An earthquake is the result of the sudden movement of two blocks of bedrock along a break, or "fault", deep in the earth's crust.
Preparing your home for an earthquake
During an earthquake
- Move or secure objects that could fall and injure you
- Secure objects that could start a fire or break gas or water lines if they topple, such as the water heater and other heavy appliances (e.g. stove, washer, dryer)

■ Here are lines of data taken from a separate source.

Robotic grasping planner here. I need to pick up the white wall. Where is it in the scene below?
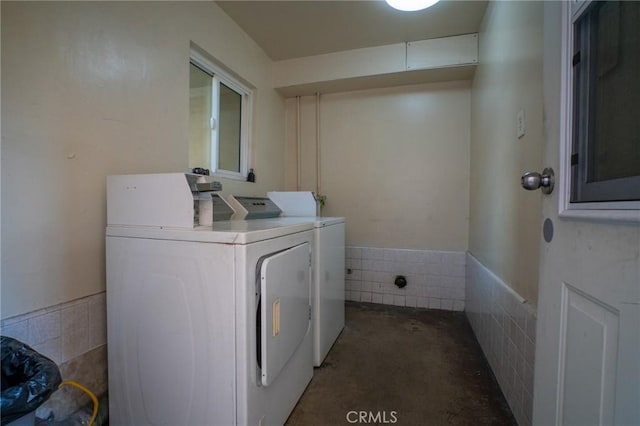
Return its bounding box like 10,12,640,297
286,82,470,251
469,1,543,305
1,2,284,318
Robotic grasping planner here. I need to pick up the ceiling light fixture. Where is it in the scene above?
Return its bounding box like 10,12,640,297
385,0,440,12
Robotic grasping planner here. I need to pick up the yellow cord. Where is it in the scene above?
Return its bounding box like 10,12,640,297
58,380,99,426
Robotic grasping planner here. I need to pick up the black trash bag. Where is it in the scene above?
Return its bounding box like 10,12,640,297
0,336,62,425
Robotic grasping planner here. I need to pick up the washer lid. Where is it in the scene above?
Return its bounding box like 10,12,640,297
107,218,314,244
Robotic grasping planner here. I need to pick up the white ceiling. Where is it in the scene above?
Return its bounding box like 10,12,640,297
216,0,487,61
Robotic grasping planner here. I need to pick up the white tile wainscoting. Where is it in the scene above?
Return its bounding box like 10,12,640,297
2,292,107,365
465,254,536,426
345,247,466,311
1,292,107,420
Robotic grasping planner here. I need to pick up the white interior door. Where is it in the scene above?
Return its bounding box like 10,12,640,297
533,2,640,425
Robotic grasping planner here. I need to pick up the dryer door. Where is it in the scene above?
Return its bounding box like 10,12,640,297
260,243,311,386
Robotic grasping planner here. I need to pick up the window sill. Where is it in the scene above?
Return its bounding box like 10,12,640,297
558,201,640,224
211,171,247,181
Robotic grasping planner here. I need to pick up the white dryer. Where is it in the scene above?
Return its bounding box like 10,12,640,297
106,174,314,426
267,191,345,367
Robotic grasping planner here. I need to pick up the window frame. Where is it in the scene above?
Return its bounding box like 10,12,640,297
189,48,253,181
558,0,640,223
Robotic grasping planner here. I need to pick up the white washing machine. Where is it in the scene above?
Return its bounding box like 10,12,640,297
267,191,345,367
106,173,314,426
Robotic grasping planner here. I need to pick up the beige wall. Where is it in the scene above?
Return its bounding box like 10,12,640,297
469,2,543,304
286,82,470,251
1,1,284,318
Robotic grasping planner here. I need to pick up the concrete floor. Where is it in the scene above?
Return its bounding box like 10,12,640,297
286,302,517,426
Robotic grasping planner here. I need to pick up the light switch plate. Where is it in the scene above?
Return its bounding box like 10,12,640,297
516,109,525,139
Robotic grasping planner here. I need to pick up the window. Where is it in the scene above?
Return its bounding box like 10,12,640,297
189,50,252,179
567,1,640,205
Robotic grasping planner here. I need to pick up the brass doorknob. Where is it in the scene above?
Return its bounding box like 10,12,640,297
521,167,555,194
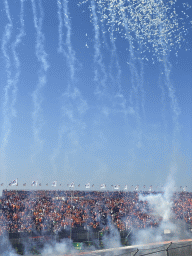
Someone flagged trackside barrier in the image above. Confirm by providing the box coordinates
[77,239,192,256]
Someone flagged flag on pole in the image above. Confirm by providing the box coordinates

- Locate beds and chairs away from chimneys and windows
- Use child-proof or safety latches on cupboards to stop the contents from spilling out
- Keep flammable items or household chemicals away from heat and where they are less likely to spill
- Expect the ground or floor to move, perhaps violently. You will probably feel dizzy and be unable to walk during the earthquake. If you live in a high rise or a multi-storey building, you may experience more sway and less shaking
- A moderate earthquake might last only a few seconds while a large earthquake could last for several minutes
- Wherever you are when an earthquake starts, take cover under a strong structure away from windows, shelves, and heavy hanging objects. Cover your head and neck and stay there until the shaking stops
- If you are in a vehicle avoid bridges, overpasses, buildings, power lines, or anything that could collapse on you and your car
- After shocks can occur when the earth underneath the surface adjusts to it's new position, stay in a safe area until the aftershocks have stopped
Did you Know
An earthquake felt in Simcoe County on June 23 2010 had a 5.0 magnitude with the epicentre in Val-des-Bois, Quebec. The earthquake was felt as far as New York City.